The following are some benchmarks run on an Intel Xeon Gold 6138 (2 x 40 core
processor):
kcompile
On Commit a27648c74210 ("afs: Fix setting of mtime when creating a
file/dir/symlink"):
Runtime
---------o-----------o-----------o----------o
Mean | 562.688s | 566.085s | -.6% |
---------o-----------o-----------o----------o
Variance | 0.54387 | 0.72431 | -24.9% |
---------o-----------o-----------o----------o
---------o-----------o-----------o----------o
Mean | 562.688s | 563.209s | -.092% |
---------o-----------o-----------o----------o
Variance | 0.54387 | 0.42038 | 29.38% |
---------o-----------o-----------o----------o
scx_rusty with NUMA awareness clearly beats CFS, but only barely beats
scx_rusty without it. This isn't necessarily super surprising given that
this is kcompile, which has very poor front-end CPU locality.
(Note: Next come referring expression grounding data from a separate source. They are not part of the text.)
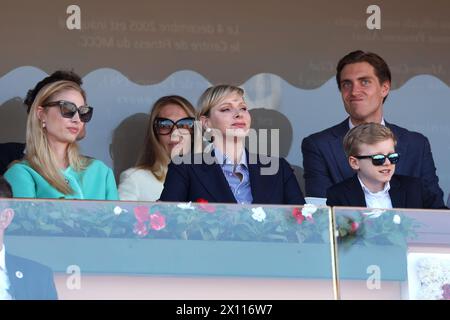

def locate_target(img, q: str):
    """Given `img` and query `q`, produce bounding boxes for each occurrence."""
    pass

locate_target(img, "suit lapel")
[388,175,405,208]
[386,122,408,173]
[345,175,367,207]
[329,119,354,180]
[5,254,25,300]
[192,154,237,203]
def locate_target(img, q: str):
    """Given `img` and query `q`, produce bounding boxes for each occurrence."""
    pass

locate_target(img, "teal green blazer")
[4,159,118,200]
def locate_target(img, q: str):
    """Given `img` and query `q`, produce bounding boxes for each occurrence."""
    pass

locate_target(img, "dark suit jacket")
[0,143,25,175]
[301,118,444,201]
[160,151,305,205]
[5,253,58,300]
[326,174,447,209]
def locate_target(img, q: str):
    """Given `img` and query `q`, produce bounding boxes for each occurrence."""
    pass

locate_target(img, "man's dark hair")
[24,70,83,113]
[336,50,391,103]
[0,176,12,198]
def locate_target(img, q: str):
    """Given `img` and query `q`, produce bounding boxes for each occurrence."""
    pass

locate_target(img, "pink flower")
[292,208,305,224]
[351,221,359,233]
[133,222,149,237]
[134,206,149,223]
[149,211,166,231]
[196,198,215,213]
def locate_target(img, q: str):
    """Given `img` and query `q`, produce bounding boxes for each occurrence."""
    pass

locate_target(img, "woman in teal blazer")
[4,72,118,200]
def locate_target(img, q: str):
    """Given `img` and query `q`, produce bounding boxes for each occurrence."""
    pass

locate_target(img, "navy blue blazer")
[0,143,25,175]
[301,118,444,200]
[326,174,447,209]
[160,151,305,205]
[5,253,58,300]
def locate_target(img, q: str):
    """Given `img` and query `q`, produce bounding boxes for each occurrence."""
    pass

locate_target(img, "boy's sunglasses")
[154,117,195,135]
[42,100,93,123]
[355,152,400,166]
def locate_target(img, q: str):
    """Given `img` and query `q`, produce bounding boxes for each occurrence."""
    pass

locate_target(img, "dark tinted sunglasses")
[355,152,400,166]
[42,100,93,123]
[154,117,195,135]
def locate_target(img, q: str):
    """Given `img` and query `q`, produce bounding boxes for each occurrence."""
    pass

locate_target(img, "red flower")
[133,222,149,237]
[134,206,150,223]
[292,207,305,224]
[350,221,359,233]
[149,211,166,231]
[196,198,216,213]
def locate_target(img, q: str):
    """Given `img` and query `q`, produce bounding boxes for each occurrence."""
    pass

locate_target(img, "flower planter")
[6,235,335,278]
[6,235,406,281]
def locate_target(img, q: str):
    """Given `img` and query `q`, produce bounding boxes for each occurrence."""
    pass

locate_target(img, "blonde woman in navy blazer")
[160,85,305,205]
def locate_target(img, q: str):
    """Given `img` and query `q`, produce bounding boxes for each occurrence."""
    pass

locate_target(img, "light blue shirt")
[214,148,253,204]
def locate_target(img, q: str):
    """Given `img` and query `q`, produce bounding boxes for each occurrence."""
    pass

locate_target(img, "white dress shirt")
[0,245,12,300]
[358,176,393,209]
[349,118,385,129]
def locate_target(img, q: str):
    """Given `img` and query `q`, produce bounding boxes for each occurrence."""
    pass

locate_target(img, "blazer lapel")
[329,119,354,180]
[388,175,405,208]
[345,175,367,207]
[192,154,237,203]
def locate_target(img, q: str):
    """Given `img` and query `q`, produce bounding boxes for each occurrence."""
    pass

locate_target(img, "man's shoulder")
[303,119,348,144]
[387,122,428,141]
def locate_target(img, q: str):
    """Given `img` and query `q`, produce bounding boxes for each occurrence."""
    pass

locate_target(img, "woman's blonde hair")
[26,80,89,195]
[197,84,244,118]
[136,95,195,181]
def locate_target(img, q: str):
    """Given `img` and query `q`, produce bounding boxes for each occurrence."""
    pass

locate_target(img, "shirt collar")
[358,176,391,196]
[0,244,6,271]
[214,147,247,167]
[349,118,385,130]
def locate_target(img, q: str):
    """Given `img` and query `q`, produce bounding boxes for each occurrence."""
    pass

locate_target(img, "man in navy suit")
[0,176,58,300]
[302,50,443,201]
[326,123,446,209]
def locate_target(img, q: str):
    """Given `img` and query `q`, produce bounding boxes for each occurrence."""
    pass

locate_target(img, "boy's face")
[349,138,396,190]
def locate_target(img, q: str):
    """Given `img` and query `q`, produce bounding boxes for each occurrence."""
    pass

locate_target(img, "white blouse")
[118,167,164,201]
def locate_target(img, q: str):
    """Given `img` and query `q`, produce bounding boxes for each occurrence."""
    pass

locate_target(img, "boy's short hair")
[343,123,397,157]
[0,176,13,198]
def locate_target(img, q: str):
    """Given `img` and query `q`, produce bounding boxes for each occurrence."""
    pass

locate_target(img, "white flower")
[177,202,195,210]
[393,214,401,224]
[301,204,317,219]
[362,209,385,219]
[251,207,266,222]
[113,206,127,215]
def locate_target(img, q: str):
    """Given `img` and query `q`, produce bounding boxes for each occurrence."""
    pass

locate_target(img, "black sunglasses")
[355,152,400,166]
[42,100,93,123]
[154,117,195,135]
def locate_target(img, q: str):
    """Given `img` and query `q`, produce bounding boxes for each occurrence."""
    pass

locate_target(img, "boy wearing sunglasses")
[326,123,446,209]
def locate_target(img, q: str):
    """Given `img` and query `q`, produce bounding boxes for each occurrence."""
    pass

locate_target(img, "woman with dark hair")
[118,95,196,201]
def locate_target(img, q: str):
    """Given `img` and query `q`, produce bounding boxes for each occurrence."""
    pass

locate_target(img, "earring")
[203,127,214,143]
[42,121,46,128]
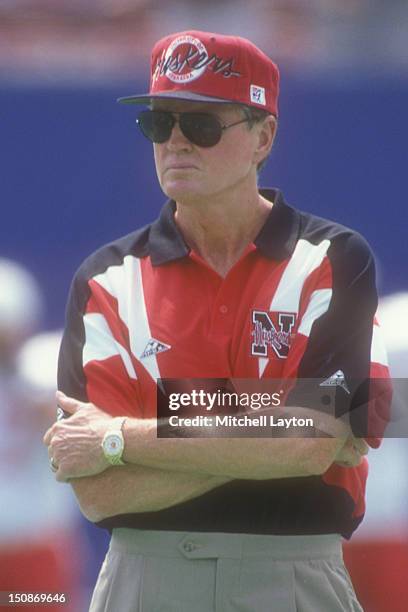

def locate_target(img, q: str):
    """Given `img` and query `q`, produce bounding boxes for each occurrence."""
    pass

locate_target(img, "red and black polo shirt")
[58,188,391,538]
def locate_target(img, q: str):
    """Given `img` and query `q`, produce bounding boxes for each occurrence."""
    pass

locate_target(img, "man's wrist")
[101,417,128,466]
[121,417,158,465]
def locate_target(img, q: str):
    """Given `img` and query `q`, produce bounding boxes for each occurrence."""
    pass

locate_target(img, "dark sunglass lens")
[137,111,173,143]
[180,113,222,147]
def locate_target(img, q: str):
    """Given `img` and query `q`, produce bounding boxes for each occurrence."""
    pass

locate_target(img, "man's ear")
[254,116,277,165]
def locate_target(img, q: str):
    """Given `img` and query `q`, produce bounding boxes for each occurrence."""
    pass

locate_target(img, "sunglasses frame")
[136,109,250,148]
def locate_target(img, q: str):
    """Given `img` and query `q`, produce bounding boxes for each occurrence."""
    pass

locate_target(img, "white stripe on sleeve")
[92,256,162,382]
[371,324,389,367]
[83,312,137,379]
[297,288,333,338]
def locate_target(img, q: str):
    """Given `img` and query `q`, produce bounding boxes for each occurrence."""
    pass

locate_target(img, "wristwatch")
[101,417,127,466]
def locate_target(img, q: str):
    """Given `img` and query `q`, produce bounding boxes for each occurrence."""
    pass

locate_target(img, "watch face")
[103,434,123,457]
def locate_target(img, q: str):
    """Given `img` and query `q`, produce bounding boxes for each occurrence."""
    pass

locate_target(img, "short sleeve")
[283,232,392,445]
[58,263,143,417]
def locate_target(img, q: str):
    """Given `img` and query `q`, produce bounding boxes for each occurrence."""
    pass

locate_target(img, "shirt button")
[182,541,197,552]
[219,305,228,314]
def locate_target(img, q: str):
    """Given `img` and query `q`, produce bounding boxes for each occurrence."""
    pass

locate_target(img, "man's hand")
[334,435,369,467]
[43,391,116,482]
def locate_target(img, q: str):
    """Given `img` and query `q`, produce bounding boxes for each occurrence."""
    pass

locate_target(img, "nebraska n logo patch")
[251,311,296,359]
[140,338,171,359]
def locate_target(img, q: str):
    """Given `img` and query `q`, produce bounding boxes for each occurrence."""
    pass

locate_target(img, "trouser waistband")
[110,529,343,561]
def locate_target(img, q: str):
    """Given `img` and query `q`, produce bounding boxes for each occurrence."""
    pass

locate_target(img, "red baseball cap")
[118,30,280,116]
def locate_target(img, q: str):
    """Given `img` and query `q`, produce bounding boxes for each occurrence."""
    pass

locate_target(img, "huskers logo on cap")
[118,30,280,117]
[152,34,242,85]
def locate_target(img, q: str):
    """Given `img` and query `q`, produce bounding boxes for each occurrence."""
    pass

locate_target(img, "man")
[44,31,390,611]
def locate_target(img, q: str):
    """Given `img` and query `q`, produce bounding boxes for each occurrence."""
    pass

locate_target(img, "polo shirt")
[58,188,391,538]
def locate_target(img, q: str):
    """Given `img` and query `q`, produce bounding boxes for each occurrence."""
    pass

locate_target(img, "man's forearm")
[70,464,230,523]
[122,414,349,479]
[46,396,367,482]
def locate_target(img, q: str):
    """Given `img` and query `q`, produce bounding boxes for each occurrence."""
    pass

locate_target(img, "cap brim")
[117,91,234,105]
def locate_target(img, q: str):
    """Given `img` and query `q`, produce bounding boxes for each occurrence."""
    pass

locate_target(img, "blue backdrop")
[1,73,406,328]
[1,72,407,592]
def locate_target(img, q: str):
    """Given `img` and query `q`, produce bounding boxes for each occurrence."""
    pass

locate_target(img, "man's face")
[151,100,261,204]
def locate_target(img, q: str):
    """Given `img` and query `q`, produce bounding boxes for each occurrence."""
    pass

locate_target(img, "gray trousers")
[89,529,363,612]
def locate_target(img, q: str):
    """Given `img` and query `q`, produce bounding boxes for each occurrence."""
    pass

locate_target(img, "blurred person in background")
[343,293,408,612]
[377,293,408,379]
[0,259,83,612]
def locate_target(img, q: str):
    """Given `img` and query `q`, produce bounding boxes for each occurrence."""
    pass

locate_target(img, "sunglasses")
[136,109,250,148]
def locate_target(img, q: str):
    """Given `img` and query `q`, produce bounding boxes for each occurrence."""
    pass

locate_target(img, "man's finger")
[344,444,365,466]
[55,390,82,414]
[43,424,55,446]
[352,437,369,455]
[55,467,70,483]
[335,459,363,468]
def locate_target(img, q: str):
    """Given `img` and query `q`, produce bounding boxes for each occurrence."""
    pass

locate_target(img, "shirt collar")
[149,188,301,266]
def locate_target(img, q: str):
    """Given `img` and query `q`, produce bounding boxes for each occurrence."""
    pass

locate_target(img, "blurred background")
[1,1,407,610]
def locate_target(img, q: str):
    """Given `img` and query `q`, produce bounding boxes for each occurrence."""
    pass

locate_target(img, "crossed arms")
[44,392,368,522]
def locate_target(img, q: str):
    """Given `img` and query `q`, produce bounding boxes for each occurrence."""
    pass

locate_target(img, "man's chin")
[162,181,203,204]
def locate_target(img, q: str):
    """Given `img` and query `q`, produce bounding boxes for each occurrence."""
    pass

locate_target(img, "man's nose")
[166,119,192,150]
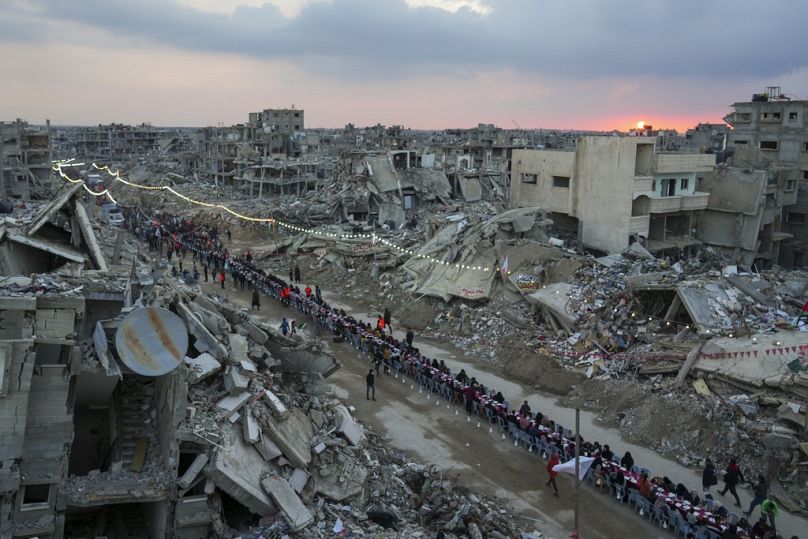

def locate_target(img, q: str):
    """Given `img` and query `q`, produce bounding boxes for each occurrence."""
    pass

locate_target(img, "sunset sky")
[1,0,807,132]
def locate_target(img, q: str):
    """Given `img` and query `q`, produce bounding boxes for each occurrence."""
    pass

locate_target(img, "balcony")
[646,192,710,213]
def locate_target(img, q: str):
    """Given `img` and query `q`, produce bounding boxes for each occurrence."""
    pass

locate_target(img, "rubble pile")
[133,279,537,537]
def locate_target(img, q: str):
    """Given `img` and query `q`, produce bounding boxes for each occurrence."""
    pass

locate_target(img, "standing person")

Further
experimentation with toggling the cost function for performing
migrations may improve this further.
CPU util
---------o-----------o-----------o----------o
Mean | 7654.25% | 7551.67% | 1.11% |
---------o-----------o-----------o----------o
Variance | 165.35714 | 158.3333 | 4.436% |
---------o-----------o-----------o----------o
---------o-----------o-----------o----------o
Mean | 7654.25% | 7641.57% | 0.1659% |
---------o-----------o-----------o----------o
Variance | 165.35714 | 1230.619 | -86.5% |
---------o-----------o-----------o----------o
As expected, CPU util is quite a bit higher with scx_rusty than it is
with CFS. Further experiments that could be interesting are always
enabling direct-greedy stealing between domains within a NUMA node, and
then comparing rusty NUMA and rusty ORIG. rusty NUMA prevents stealing
between NUMA nodes, so this would show whether the locality introduced
by NUMA awareness appropriately offsets the loss of work conservation.
Major PFs
---------o-----------o-----------o----------o
Mean | 5332 | 3950 | 36.566% |
---------o-----------o-----------o----------o
Variance | 6975.5 | 5986.333 | 16.5237% |
---------o-----------o-----------o----------o
---------o-----------o-----------o----------o
Mean | 5332 | 5336.5 | -.084% |
---------o-----------o-----------o----------o
Variance | 6975.5 | 955.5 | 630.03% |
---------o-----------o-----------o----------o
Also as expected, major page faults are far highe higher with scx_rusty
than with CFS. This is expected even with NUMA awareness, given that
scx_rusty is still less sticky than CFS.
Further experiments that could be interesting are tuning the threshold
for which we perform x NUMA migrations to try and keep this value even
lower. The rate of major page faults between rusty NUMA and rusty ORIG
were very close, though rusty NUMA was a bit lower.